My resistance to this proposition, and my sharing it with my friend Margie Herald, resulted in the following email from her.
“I advise that you stick to your word about no chickens, goats, etc. I speak from experience with a husband who also fancied himself a gentleman farmer. Well, he was definitely a gentleman, but there the resemblance ended.
“And no way did our chickens and goats fit any description of “gentle.” When the two roosters were not in battle and trying to destroy each other, they were dominating the thirty hens and of course hoping to mate with them all at least three times a day, it seemed.
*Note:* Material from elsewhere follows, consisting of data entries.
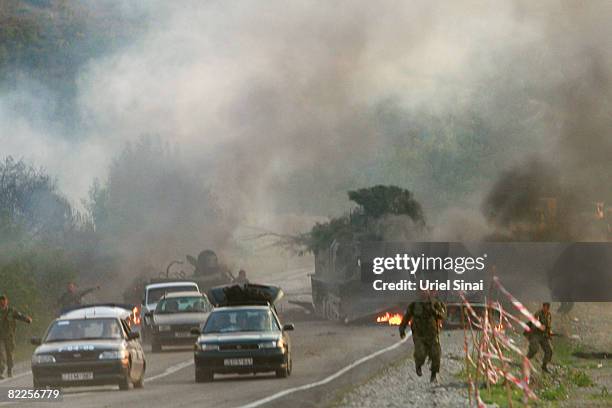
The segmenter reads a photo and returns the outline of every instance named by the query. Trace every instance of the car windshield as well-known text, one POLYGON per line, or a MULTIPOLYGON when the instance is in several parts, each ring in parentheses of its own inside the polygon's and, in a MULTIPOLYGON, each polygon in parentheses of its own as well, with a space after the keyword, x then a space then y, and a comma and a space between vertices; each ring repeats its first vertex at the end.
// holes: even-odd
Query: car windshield
POLYGON ((203 333, 272 332, 280 327, 269 310, 219 310, 213 312, 203 333))
POLYGON ((212 305, 205 296, 162 299, 155 307, 155 313, 203 313, 211 310, 212 305))
POLYGON ((53 322, 47 332, 45 341, 121 338, 123 338, 123 333, 117 319, 74 319, 53 322))
POLYGON ((194 284, 185 285, 185 286, 169 286, 169 287, 164 287, 164 288, 149 289, 149 293, 147 296, 147 304, 150 305, 151 303, 156 303, 166 293, 193 292, 197 290, 198 290, 198 287, 194 284))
With the hens fighting to maintain their chastity and trying to keep from being pecked on the head continually by the dominate female, and all the group running for their lives trying not to be eaten by the coyote predators, I didn’t find much domestic peace among them, to say the least.
“Oh yes, did I mention that because they were “free range” and my dear husband insisted they have the run of not only five acres but my front porch, there was a constant mess on there and on the veranda, which they decided should be their own toilet facility?
“And the goats. They loved so much to wander in the front door if someone mistakenly left it open. They were very sociable goats, who loved to join us unexpectedly for dinner parties, not at the table, but on the table, right in the middle of it. It made for very exciting times in our household. Guests frequently did not return. Well, sometimes that was an advantage, I guess.”
Speaking of “on the table,” here’s a photo I took in the Yucatan a few years back. A chicken, not a goat, but still…
So, I invite your comments: what do think will happen over the coming months? What are the odds that I will be entertaining barnyard buddies in my backyard–or in the dining room? What will the line be in Vegas? Can’t wait to hear your response.